Race and voting once again appeared to badly divide the U.S. Supreme Court as it struggled on Wednesday over what to do with an Alabama legislative redistricting plan challenged as an unconstitutional racial gerrymander. The justices heard expanded arguments in two consolidated cases in which the Alabama Legislative Black Caucus and the Alabama Democratic Conference contend that the Republican-led Legislature packed black voters into districts in which minority voters already comprised a majority to make other districts more white and Republican. Under Supreme Court voting rights decisions, state lawmakers cross a constitutional line if race is the predominant motive in their redistricting plans. And the Voting Rights Act of 1965 — before a high court ruling last year — prohibited so-called covered states, including Alabama, from drawing plans that impede minority voters’ ability to elect candidates of their choice. The combination of both directives, Chief Justice John Roberts Jr. said, requires legislatures to “hit the sweet spot” between using some race in redistricting but not too much. Some justices appeared sympathetic to Alabama’s argument that it was attempting to comply with the Voting Rights Act and other requirements for drawing constitutional lines. Others said the number of black voters shifted into majority-black districts told a very different story. And some suggested the case ought to be sent back to the district court to determine the motive behind each legislative district.
A three-judge district court panel, in a 2-1 decision, upheld the Alabama plan after finding that the Legislature’s primary motive was not racial, but to keep population disparities among the districts within 2 percent. The panel majority also held that the Legislature was correct at the time in believing that Section 5 of the Voting Rights Act required it to maintain the same number of majority-black districts as in the last redistricting plan, and the relatively same percentage of black voters in those districts. (Section 5 is no longer operable following the Supreme Court’s 2013 decision in Shelby County, Ala. v.
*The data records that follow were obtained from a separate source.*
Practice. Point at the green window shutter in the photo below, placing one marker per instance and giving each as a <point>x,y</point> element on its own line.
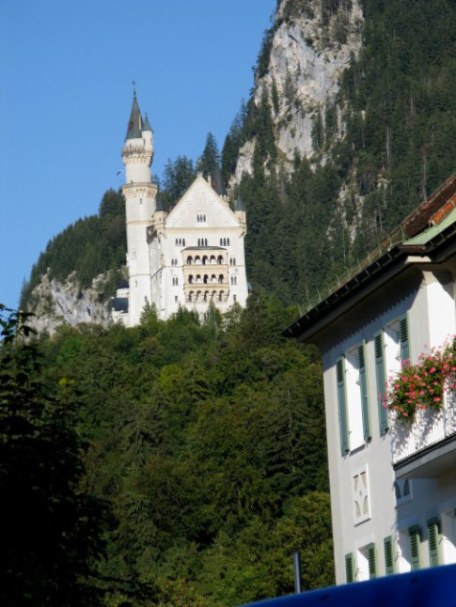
<point>371,557</point>
<point>343,425</point>
<point>404,339</point>
<point>389,555</point>
<point>364,395</point>
<point>434,536</point>
<point>380,377</point>
<point>415,540</point>
<point>349,568</point>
Holder, striking down the formula establishing which states must get voting changes approved by the Department of Justice or the federal court in Washington.)
Because some of the majority-black districts lost population between the 2000 and 2010 census, the legislators, to keep to their 2 percent population deviation rule, moved large numbers of black citizens into existing majority-black districts — about 120,000 into majority-black state House districts and 106,000 into majority-black Senate districts.